§ Order of the Day for the Second Reading, read.
§ THE LORD CHANCELLORMy Lords, this also is a Bill which passed the Second Reading in this House during the last Parliament. It is a measure which, I believe, will be of great utility for the purpose of codifying the law relating to the sale of goods. It has undergone very great examination and consideration, and may now, I believe, be safely recommended to your Lordships. It differs only from the Bill which passed last Session in this respect: that there were then certain clauses inserted at the instance of my noble and learned Friend Lord Watson, for the purpose of extending the Bill to Scotland. The law of Scotland as to 4 the sale of goods differs, in certain particulars, from the law of England. As to almost all the particulars in which the law of the two countries differs, there was a common agreement; and both those who viewed the law from the English side, and those who viewed it from the Scotch side, saw their way to a mode of dealing with the Bill which gave complete satisfaction to the lawyers of both countries. But there were one or two matters in which the Scotch law differed from the English, and in which it was not possible to make the Statute satisfactory to the Scotch Lords. At all events, exception was taken somewhat vehemently in some quarters to the form in which these clauses were drawn. I should be most desirous of extending this Bill to Scotland, and of codifying in one Statute the law relating to so important a subject as the sale of goods, having regard to the law prevailing both in England and in Scotland, but your Lordships will easily understand that I am very anxious not to make this Bill contentious. The only possible chance of passing such a measure into law, a measure it is admitted of extreme utility, is to make it absolutely non-contentious; and whilst I should be thoroughly satisfied to re-introduce the Scotch clauses, if some common agreement could be arrived at among those who represent Scotland as to the form which those clauses should take, I should be unwilling to do so if thereby the Bill was made contentious, because that would mean that all chance of passing it and carrying into effect the object which is intended must be abandoned. I have thought it desirable to make this statement, in order to explain why the Scotch clauses are not found in the Bill at present. I beg to move the Second Reading.

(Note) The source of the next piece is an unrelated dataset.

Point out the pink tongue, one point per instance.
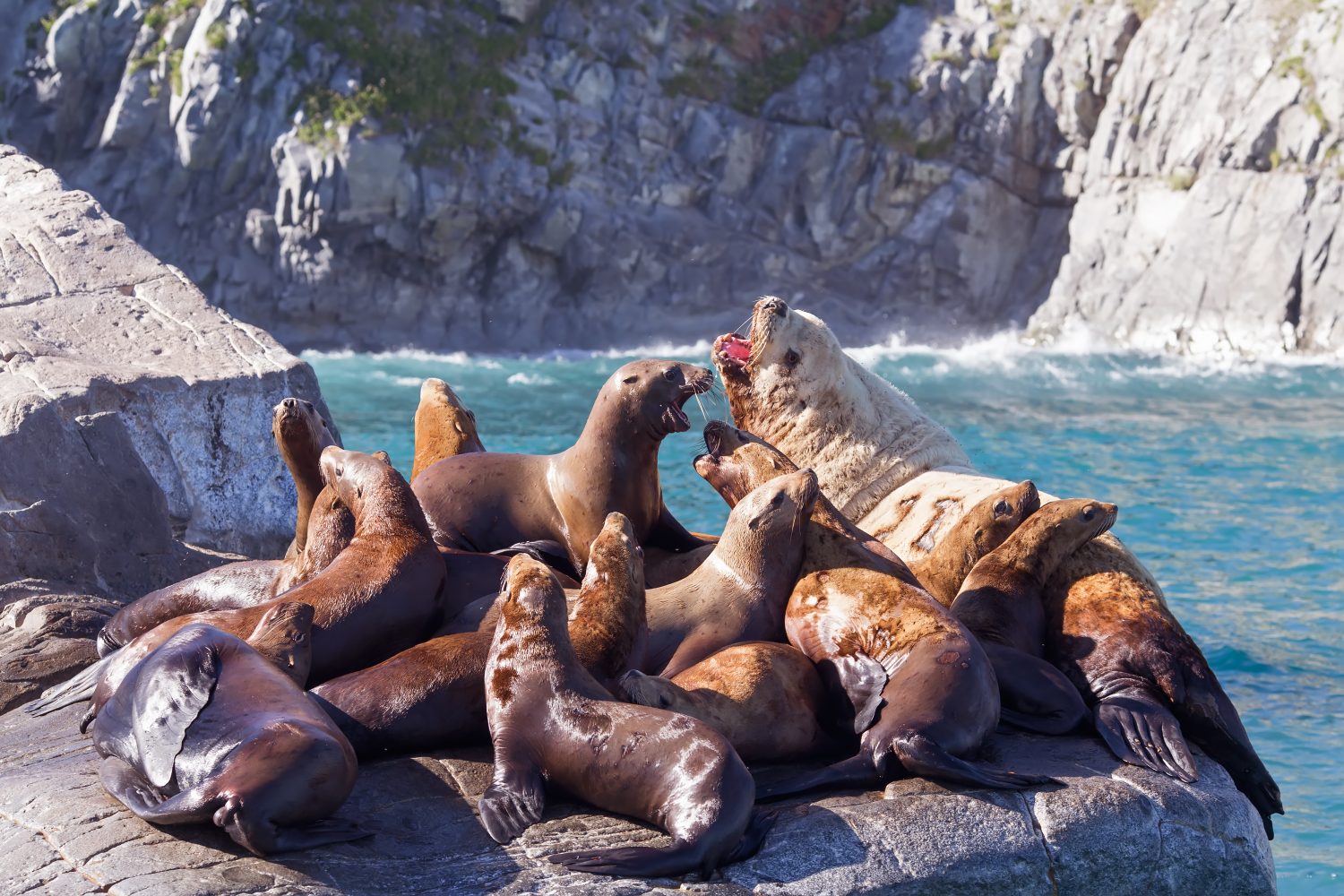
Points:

§ Moved, "That the Bill be now read 2a."—(The Lord Chancellor.)
§ LORD WATSONsaid, he entirely agreed with the Bill as introduced by the noble and learned Lord. It had been very carefully framed, but he did not think the omission of the Scotch clauses was an improvement in the Bill. It must be obvious that it would be of great importance to mercantile men, as well as to lawyers, that the whole Code relating to these matters should be found within the four corners of one Act. If separate legisla- 5 tion were introduced for Scotland about nine-tenths of exactly the same matter would be placed upon the Statute Book as appeared in the English Bill. Differences of opinion existed upon some points, but those points were comparatively trivial, and he thought that before the Bill passed such a fair agreement would be come to on the part of those interested from a Scotch point of view as would remove all fear of endangering the safety of the measure.
Motion agreed to; Bill read 2a accordingly, and committed to a Committee of the Whole House on Monday next.